Dari 32 anak muda yang diwawancarai oleh The Moscow Times, 21 aktif dalam gerakan anti-perang baik di Rusia maupun di luar negeri. Bagi banyak orang yang diwawancarai, “hutang nasional” dibayangi oleh tanggung jawab individu yang bersedia mereka tanggung.
Fyodor berusia 24 tahun dan dia berspesialisasi dalam sastra Rusia. Dia dibesarkan di Rusia selatan, di mana ikatan budaya dan darah ke Belarus dan Ukraina lebih dekat daripada di mana pun di negara itu.
Saat perang dimulai pada 24 Februari, Fyodor merasa malu. Tapi dia dengan cepat mulai menjadi sukarelawan dan “tidak lagi malu, hanya marah.” Kemarahan terhadap pihak berwenang dan pendukung “operasi militer” diungkapkan oleh banyak aktivis antiperang yang kami ajak bicara.

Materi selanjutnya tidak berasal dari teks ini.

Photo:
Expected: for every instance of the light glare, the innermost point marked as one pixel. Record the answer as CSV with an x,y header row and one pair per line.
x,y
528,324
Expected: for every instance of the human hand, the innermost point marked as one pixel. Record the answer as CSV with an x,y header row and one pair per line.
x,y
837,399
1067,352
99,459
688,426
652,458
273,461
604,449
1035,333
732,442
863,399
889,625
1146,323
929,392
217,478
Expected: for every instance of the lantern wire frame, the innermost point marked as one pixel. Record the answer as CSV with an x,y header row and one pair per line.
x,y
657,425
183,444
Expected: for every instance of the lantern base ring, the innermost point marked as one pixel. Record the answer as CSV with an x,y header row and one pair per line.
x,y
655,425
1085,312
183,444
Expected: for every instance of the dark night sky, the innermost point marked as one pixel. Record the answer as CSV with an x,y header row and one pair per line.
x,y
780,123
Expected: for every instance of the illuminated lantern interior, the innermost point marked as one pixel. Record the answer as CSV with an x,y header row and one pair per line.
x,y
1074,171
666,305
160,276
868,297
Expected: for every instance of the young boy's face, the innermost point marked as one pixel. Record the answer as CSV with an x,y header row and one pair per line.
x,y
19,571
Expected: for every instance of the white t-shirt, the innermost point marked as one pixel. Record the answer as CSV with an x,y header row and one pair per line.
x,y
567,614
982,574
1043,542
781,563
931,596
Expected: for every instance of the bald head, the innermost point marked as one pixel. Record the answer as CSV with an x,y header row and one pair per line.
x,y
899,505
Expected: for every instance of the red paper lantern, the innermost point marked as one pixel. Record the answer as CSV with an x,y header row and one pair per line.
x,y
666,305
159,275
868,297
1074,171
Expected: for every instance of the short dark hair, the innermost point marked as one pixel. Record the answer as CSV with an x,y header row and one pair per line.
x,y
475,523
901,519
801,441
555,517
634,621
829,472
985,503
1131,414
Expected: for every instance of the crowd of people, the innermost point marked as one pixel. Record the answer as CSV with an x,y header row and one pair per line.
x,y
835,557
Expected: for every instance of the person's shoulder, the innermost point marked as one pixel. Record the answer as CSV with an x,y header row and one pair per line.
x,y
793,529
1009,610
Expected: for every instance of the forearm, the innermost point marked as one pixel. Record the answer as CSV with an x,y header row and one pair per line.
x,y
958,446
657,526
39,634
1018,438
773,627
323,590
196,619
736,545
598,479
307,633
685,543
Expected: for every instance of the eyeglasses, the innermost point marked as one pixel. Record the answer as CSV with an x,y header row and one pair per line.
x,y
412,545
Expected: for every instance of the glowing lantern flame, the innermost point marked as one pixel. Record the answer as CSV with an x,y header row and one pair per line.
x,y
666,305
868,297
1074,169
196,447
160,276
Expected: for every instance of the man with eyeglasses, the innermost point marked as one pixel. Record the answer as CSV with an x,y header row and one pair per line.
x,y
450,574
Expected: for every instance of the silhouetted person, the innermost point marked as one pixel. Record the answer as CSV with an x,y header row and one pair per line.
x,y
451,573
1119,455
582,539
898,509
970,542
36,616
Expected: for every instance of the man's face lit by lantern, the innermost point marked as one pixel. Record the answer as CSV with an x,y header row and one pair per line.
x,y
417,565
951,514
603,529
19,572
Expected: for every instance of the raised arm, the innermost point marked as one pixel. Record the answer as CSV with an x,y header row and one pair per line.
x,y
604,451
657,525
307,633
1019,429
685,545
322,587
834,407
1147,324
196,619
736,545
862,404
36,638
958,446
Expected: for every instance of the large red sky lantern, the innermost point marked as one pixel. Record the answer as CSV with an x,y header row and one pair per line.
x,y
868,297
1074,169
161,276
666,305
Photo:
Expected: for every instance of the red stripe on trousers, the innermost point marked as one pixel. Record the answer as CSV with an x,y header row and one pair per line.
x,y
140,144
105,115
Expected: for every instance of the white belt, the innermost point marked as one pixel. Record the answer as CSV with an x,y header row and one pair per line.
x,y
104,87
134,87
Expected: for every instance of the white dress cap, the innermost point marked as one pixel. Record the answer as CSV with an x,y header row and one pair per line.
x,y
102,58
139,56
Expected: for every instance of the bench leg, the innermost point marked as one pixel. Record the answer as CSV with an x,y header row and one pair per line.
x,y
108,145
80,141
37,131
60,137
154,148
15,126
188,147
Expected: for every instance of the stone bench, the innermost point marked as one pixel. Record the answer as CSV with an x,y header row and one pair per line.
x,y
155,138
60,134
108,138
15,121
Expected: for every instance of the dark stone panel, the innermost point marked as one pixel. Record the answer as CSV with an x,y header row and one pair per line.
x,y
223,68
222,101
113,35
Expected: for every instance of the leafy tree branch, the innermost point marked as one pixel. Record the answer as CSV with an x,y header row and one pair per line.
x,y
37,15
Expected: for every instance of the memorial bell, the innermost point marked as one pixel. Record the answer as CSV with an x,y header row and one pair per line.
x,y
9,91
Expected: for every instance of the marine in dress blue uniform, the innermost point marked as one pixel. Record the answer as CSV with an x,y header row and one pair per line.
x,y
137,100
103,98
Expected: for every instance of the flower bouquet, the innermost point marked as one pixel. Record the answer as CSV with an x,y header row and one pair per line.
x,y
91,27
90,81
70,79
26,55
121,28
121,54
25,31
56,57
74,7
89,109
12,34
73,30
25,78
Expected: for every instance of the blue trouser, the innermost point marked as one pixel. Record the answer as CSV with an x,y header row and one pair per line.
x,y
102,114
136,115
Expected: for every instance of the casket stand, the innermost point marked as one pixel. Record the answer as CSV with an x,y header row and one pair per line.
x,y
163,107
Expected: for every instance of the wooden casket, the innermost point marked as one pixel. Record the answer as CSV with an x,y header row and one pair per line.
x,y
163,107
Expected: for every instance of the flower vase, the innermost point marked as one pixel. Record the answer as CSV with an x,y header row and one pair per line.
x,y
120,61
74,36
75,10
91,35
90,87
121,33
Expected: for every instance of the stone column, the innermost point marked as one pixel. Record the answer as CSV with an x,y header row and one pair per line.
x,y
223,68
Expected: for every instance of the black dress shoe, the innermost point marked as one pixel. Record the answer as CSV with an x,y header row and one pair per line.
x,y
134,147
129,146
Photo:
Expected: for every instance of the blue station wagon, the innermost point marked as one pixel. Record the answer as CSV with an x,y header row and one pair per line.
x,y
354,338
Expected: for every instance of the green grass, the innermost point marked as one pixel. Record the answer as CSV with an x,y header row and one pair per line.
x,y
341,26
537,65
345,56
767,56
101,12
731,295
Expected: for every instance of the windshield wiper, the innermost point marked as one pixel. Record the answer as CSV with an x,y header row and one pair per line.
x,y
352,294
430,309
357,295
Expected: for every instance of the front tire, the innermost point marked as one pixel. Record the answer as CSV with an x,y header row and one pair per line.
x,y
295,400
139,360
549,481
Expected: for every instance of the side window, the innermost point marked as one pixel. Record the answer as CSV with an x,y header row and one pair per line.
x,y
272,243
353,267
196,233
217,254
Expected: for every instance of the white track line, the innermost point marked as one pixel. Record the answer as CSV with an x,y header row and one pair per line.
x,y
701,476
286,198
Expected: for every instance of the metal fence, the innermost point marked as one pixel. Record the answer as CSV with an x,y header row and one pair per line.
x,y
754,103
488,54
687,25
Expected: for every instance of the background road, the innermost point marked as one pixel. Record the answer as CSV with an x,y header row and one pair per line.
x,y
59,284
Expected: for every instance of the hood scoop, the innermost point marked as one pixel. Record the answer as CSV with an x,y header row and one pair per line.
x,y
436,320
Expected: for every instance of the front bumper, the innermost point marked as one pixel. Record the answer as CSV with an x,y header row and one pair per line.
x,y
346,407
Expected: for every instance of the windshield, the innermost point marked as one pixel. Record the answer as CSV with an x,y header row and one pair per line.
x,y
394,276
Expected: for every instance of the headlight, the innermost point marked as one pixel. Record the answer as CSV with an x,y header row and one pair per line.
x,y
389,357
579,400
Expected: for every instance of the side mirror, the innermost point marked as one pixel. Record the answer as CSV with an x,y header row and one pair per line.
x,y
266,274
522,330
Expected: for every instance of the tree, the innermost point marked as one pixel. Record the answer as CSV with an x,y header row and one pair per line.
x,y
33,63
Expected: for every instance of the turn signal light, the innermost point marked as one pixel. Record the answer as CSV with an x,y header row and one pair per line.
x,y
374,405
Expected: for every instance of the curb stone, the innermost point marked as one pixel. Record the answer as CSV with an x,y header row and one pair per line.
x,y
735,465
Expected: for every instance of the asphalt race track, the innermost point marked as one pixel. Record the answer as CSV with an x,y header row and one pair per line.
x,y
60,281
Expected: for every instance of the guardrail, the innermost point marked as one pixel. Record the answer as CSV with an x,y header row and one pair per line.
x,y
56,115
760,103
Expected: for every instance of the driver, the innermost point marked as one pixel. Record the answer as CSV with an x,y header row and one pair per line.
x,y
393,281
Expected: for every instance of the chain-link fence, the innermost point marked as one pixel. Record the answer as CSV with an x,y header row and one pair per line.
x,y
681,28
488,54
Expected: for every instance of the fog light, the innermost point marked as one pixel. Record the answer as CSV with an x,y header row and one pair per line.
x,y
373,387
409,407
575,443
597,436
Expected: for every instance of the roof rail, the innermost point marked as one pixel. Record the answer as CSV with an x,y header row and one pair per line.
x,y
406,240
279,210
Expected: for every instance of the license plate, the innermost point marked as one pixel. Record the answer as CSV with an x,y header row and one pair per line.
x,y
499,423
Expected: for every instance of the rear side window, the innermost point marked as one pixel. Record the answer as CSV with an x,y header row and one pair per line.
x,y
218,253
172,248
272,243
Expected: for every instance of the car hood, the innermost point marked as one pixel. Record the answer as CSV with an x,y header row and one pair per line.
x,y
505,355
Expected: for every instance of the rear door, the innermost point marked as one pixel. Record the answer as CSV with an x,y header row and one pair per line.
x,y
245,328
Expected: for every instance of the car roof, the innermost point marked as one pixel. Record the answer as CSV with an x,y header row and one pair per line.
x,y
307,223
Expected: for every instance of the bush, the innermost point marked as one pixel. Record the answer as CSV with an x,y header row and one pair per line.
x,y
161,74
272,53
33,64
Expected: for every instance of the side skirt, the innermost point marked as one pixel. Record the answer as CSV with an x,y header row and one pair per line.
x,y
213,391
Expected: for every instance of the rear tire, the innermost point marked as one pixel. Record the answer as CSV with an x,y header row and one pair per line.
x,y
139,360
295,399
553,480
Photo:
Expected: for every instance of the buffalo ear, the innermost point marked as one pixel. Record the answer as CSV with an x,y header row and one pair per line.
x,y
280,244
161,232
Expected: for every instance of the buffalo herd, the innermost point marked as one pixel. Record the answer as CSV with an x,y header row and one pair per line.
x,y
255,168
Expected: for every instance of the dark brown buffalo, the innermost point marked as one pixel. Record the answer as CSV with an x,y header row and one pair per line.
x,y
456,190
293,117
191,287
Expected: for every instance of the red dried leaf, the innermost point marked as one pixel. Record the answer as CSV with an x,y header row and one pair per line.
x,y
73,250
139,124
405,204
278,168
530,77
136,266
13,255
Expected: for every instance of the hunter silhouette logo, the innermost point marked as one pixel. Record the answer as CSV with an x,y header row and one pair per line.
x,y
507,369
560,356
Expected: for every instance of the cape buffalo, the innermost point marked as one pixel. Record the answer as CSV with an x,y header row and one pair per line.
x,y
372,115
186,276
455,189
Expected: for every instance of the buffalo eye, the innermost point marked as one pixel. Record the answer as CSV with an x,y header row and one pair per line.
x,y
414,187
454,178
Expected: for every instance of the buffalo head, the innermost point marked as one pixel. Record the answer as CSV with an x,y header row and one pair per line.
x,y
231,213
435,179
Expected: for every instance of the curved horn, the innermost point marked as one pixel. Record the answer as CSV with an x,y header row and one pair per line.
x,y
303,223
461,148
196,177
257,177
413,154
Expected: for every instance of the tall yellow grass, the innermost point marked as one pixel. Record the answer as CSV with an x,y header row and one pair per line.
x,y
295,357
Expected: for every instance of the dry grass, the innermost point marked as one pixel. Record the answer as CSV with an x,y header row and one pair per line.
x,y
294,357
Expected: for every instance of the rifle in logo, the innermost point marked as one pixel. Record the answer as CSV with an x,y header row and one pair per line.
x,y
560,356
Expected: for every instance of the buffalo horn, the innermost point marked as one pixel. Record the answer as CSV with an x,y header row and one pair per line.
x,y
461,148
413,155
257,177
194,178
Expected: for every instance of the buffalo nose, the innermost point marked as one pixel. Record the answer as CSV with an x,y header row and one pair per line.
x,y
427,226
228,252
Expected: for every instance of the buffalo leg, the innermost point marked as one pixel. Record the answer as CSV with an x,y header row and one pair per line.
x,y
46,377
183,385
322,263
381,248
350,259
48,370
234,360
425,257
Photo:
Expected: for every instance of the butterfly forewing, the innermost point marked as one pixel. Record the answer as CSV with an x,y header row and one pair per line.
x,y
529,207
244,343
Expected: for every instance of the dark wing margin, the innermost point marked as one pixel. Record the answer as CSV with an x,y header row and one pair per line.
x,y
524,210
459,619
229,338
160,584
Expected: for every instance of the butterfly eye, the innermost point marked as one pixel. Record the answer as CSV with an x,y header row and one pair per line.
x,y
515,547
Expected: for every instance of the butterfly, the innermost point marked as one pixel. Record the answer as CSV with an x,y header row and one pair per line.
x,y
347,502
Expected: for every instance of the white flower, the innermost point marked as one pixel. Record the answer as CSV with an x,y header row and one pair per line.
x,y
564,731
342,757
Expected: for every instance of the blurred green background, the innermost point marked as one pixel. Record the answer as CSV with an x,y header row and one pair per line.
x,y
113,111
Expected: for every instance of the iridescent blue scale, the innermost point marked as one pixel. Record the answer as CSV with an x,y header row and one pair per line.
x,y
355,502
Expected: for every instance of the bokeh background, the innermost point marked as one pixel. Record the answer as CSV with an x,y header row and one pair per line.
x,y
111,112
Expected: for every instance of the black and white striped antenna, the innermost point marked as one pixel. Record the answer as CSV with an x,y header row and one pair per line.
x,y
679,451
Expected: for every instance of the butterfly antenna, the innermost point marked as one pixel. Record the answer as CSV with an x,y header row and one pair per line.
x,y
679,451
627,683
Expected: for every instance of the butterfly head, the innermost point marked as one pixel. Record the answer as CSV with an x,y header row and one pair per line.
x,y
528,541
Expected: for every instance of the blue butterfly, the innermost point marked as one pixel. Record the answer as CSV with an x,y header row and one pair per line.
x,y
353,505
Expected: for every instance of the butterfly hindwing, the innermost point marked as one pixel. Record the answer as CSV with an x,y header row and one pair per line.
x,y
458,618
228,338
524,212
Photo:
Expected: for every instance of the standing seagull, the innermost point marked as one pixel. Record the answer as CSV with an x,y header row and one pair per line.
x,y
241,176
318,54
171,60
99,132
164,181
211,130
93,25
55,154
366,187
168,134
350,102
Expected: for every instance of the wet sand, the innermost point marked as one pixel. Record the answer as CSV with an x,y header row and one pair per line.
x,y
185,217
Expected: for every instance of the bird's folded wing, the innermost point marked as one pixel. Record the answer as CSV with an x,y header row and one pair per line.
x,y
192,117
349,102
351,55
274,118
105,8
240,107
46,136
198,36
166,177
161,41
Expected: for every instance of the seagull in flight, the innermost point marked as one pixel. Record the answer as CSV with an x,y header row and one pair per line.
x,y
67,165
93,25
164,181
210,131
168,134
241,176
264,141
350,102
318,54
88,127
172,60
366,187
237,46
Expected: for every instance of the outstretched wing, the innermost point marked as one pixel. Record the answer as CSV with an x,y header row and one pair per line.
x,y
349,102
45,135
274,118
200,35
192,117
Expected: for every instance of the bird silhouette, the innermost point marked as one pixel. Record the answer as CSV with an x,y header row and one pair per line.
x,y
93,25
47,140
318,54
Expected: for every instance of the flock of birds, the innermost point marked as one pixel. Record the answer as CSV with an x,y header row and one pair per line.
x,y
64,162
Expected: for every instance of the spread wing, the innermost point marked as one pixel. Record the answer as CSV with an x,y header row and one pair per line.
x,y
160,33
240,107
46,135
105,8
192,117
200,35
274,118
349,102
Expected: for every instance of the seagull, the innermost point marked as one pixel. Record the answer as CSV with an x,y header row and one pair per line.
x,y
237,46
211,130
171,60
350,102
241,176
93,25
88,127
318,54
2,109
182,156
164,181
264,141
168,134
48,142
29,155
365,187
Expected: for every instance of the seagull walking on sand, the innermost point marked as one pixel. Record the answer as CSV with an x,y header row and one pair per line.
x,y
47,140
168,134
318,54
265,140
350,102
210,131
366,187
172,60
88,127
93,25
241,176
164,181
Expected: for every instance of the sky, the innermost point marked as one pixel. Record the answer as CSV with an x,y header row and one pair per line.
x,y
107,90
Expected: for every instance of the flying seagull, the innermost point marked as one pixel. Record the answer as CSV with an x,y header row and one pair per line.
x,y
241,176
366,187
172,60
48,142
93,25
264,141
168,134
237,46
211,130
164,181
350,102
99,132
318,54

“Saya tidak memikul tanggung jawab kolektif yang sama dengan orang yang melukis huruf ‘Z’ pada barang-barang mereka,” kata Mark Pekarev, 24 tahun, seorang guru di universitas terkemuka Rusia.
Huruf “Z” adalah simbol dukungan yang baru diadopsi untuk militer Rusia setelah terlihat dicat di sisi tank menuju Ukraina.
Mark telah aktif terlibat dalam protes oposisi sejak 2019. Dia memutuskan untuk tinggal di Rusia dan terus menunjukkan sikap anti-militernya.
“Saya tidak akan terkejut jika tidak ada orang Ukraina yang akan menjabat tangan saya selama beberapa dekade, tetapi setidaknya saya tahu bahwa saya tidak diam-diam membantu atau berpartisipasi aktif dalam perang.”
Beberapa nama telah diubah untuk melindungi speaker.